The Queen is to be asked to grant a royal pardon to a Catholic abbot martyred during the Reformation.

Residents in Glastonbury, Somerset, aim to petition Queen Elizabeth II to exonerate Blessed Richard Whiting from treason almost 500 years after he was hanged, drawn and quartered on Glastonbury Tor.

So far the petition has been signed by some 400 local people, including Michael Eavis, the Glastonbury Festival founder, and also by such figures as Alison Weir, the historian.

They assert that Blessed Richard was “brutally murdered” following a “grave miscarriage of justice” during the Dissolution of the Monasteries under King Henry VIII.

“We are asking for justice and an act of mercy for this worthy Englishman,” the organisers say in the petition, “for Abbot Whiting to be exonerated of any accused wrongdoing and granted by the Grace of Her Majesty Queen Elizabeth II, a Royal Pardon, absolution and restored to the right of being known as innocent.

“This would bring much peace and healing to our town,” they added.

“With it being Her Majesty’s Platinum Jubilee next year we fell it is a perfect, and long overdue opportunity to do so.”

Blessed Richard was one of three mitred Benedictine abbots to resist Henry’s seizure and dissolution of the abbeys.

He was executed on November 15, 1539, the same day that a second of the abbots, Blessed Hugh Faringdon, was hanged, drawn and quartered outside of his abbey in Reading.

The last of the three to die was Blessed John Beche, the Abbot of Colchester and a former Abbot of Chester, who was executed on the green outside of Abbey of St John the Baptist, Colchester, a fortnight later, on December 1.

Blessed Richard was described in contemporary documents to be “an upright and religious monk, a provident and discreet man, and a priest commendable for his life, virtues and learning”.

The three abbots were compared at the time of their deaths, even by their enemies, to St Thomas Becket, the Archbishop of Canterbury who was martyred in the 12th century after opposing the excesses of King Henry II.

All three were beatified by Pope Leo XIII in 1895.

There is continued evidence of a cult devoted to the three martyrs.

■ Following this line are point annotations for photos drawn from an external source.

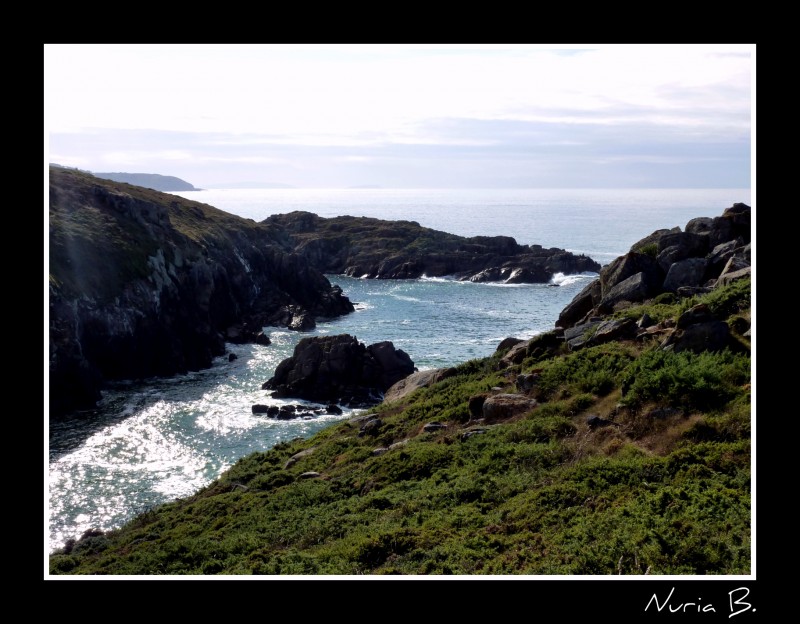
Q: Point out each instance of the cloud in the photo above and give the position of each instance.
(315, 112)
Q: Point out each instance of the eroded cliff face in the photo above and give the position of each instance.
(144, 283)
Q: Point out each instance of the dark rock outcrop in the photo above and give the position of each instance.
(340, 369)
(710, 252)
(148, 284)
(373, 248)
(421, 379)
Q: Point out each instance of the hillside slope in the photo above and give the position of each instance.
(629, 454)
(142, 283)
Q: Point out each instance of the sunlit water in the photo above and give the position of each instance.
(153, 441)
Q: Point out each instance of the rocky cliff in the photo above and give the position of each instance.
(143, 283)
(373, 248)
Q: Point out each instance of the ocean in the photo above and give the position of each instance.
(151, 441)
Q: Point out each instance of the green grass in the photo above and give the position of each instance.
(536, 494)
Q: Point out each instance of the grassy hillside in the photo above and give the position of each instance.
(662, 488)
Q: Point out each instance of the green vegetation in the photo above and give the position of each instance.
(663, 488)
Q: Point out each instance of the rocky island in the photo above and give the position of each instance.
(144, 283)
(617, 443)
(378, 249)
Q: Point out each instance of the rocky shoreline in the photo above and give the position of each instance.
(143, 283)
(378, 249)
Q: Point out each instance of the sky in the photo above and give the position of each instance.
(406, 115)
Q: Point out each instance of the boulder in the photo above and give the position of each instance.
(414, 381)
(689, 272)
(580, 305)
(634, 288)
(708, 336)
(504, 406)
(340, 369)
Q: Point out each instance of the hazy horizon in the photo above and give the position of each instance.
(406, 115)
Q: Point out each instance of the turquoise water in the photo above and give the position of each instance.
(154, 441)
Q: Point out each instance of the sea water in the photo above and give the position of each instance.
(156, 440)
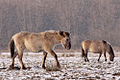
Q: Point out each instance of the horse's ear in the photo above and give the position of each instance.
(67, 33)
(61, 33)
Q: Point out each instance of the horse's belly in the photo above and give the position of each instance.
(94, 50)
(33, 47)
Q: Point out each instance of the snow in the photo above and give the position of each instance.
(72, 67)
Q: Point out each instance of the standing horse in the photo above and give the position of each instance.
(100, 47)
(36, 42)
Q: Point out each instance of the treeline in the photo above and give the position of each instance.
(85, 19)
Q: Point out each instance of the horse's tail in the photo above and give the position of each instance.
(82, 51)
(11, 47)
(111, 50)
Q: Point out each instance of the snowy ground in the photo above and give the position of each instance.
(73, 67)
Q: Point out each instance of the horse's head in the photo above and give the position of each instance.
(111, 53)
(65, 39)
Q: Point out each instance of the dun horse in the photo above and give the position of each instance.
(100, 47)
(36, 42)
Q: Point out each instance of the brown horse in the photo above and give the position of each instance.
(36, 42)
(100, 47)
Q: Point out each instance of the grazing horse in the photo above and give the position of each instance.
(36, 42)
(100, 47)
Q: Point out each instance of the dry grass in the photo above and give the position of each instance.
(52, 68)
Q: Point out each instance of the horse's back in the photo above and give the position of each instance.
(93, 46)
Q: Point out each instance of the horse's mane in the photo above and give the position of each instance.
(51, 31)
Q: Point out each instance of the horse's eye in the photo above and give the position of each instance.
(67, 39)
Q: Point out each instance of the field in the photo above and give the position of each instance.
(72, 64)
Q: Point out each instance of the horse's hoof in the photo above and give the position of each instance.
(11, 67)
(23, 68)
(43, 67)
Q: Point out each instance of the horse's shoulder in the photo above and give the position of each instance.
(103, 41)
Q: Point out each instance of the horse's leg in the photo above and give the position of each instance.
(55, 56)
(43, 59)
(99, 56)
(20, 55)
(105, 56)
(12, 63)
(86, 58)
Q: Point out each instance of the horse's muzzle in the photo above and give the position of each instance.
(68, 46)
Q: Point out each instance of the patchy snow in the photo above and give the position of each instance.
(73, 67)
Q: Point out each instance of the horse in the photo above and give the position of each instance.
(37, 42)
(100, 47)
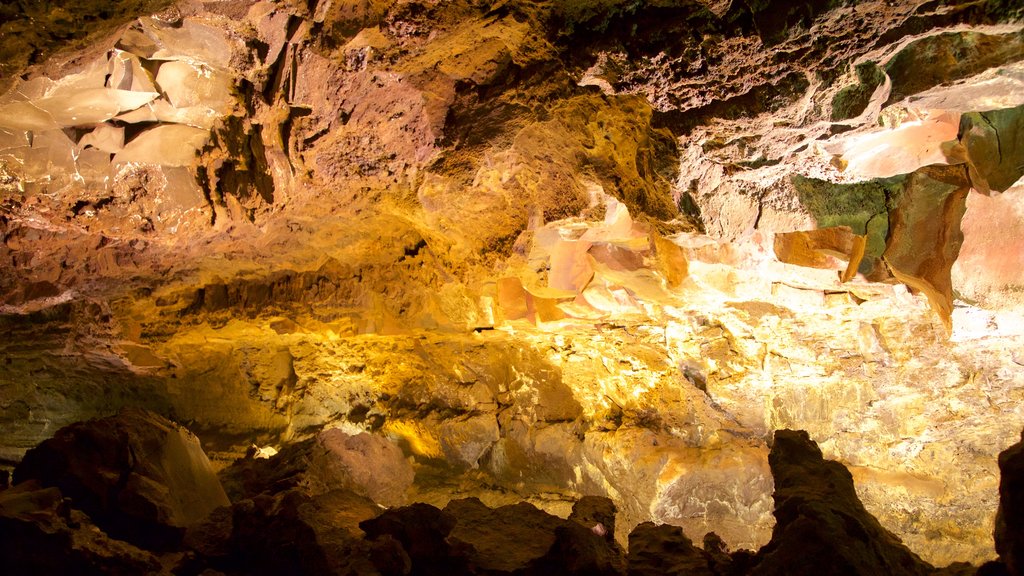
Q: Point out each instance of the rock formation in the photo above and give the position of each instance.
(514, 251)
(292, 523)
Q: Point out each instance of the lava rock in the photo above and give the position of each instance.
(656, 549)
(1010, 519)
(468, 537)
(368, 464)
(422, 530)
(821, 527)
(294, 533)
(140, 477)
(40, 534)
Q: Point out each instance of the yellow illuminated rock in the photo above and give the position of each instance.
(508, 251)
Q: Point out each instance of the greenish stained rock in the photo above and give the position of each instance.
(994, 144)
(946, 57)
(851, 101)
(862, 206)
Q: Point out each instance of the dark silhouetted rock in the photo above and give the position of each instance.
(925, 234)
(40, 534)
(137, 475)
(368, 464)
(821, 527)
(422, 530)
(658, 549)
(293, 533)
(468, 537)
(1010, 519)
(994, 144)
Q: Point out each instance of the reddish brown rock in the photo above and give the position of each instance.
(42, 535)
(139, 476)
(818, 248)
(925, 234)
(821, 527)
(994, 144)
(1010, 520)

For instance, on June 24, the feast of St John the Baptist, Abbot Geoffrey Scott of Douai Abbey became the first Benedictine priest to celebrate Mass for the English martyrs on the site of Colchester Abbey since November 30 1539, the eve of its dissolution and the death of Blessed John, its final abbot.

The event was attended by distinguished local figures, including Lord Petre, the Lord Lieutenant of Essex, and by Sir Bob Russell, the High Steward of Colchester, who is also proposing to honour Blessed John with a memorial plaque installed in the town hall.